Guilty will be punished: Sonia
Sonia's visit coincided with public upsurge over police firing in Assam where 9 people, including 2 cops, were killed.india Updated: Feb 12, 2006 22:07 IST
Congress President Sonia Gandhi on Saturday kicked off the party's election campaign in Assam promising that the central government would soon announce an economic package to boost the beleaguered tea industry in the state.
"Very soon the central government would be announcing a special package for the uplift of the tea industry. We are concerned since the tea industry is passing through a rough phase and hence the incentives," Gandhi told a rally of Congress supporters in this garrison town of Tezpur in northern Assam.
She said the ruling Congress government in Assam has brought about rapid development in the state, but urged party workers to continue working to keep communal forces at bay.
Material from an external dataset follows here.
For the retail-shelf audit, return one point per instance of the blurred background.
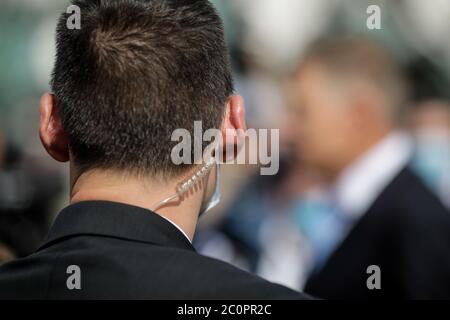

"As elections draw closer communal forces are trying to vitiate the atmosphere. We need to be cautious and fight such forces," Gandhi said. Elections to the 126-member Assam legislature are expected in April-May.
Sonia Gandhi's visit coincided with the massive public upsurge over police firing in eastern Assam where nine people, including two paramilitary troopers, were killed on Friday.
Police opened fire when thousands of people tried to set ablaze a police station and storm an army outpost over the alleged death of a villager in army custody.
"Any soldier found guilty in the attack would be punished and we have taken up the matter with Defence Minister Pranab Mukherjee," Gandhi said.
She also announced financial assistance of Rs.300,000 to the next of kin of those who died and free education to their children.
Gandhi is scheduled to lay the foundation stone of the Fakruddin Ali Ahmed College in Barpeta in western Assam. She will later inaugurate the Rajiv Gandhi Indoor Games Stadium near Guwahati.
Gandhi's visit to Assam comes a day after New Delhi decided to amend the Foreigners Act by introducing tribunals where all suspected migrants could appeal against charges of illegal migration. A tribunal hearing is not mandatory in the rest of India under the Foreigners Act of 1946.
The Supreme Court in July last year repealed the controversial Illegal Migrants (Determination by Tribunals) Act. The 22-year-old act was replaced with the Foreigners Act.
Through the amendment, the Congress hopes to make up for lost ground in Assam by wooing the Muslims, promising them a fair hearing and not summarily deporting them after declaring them as aliens.
Muslims in Assam, who account for about 30 per cent of the state's 26 million people, have for decades been at the centre stage of electoral politics with the community holding the key in at least 40 of the 126 assembly constituencies.
The Muslims and the Bengali speaking linguistic minority voters in Assam were traditionally Congress supporters.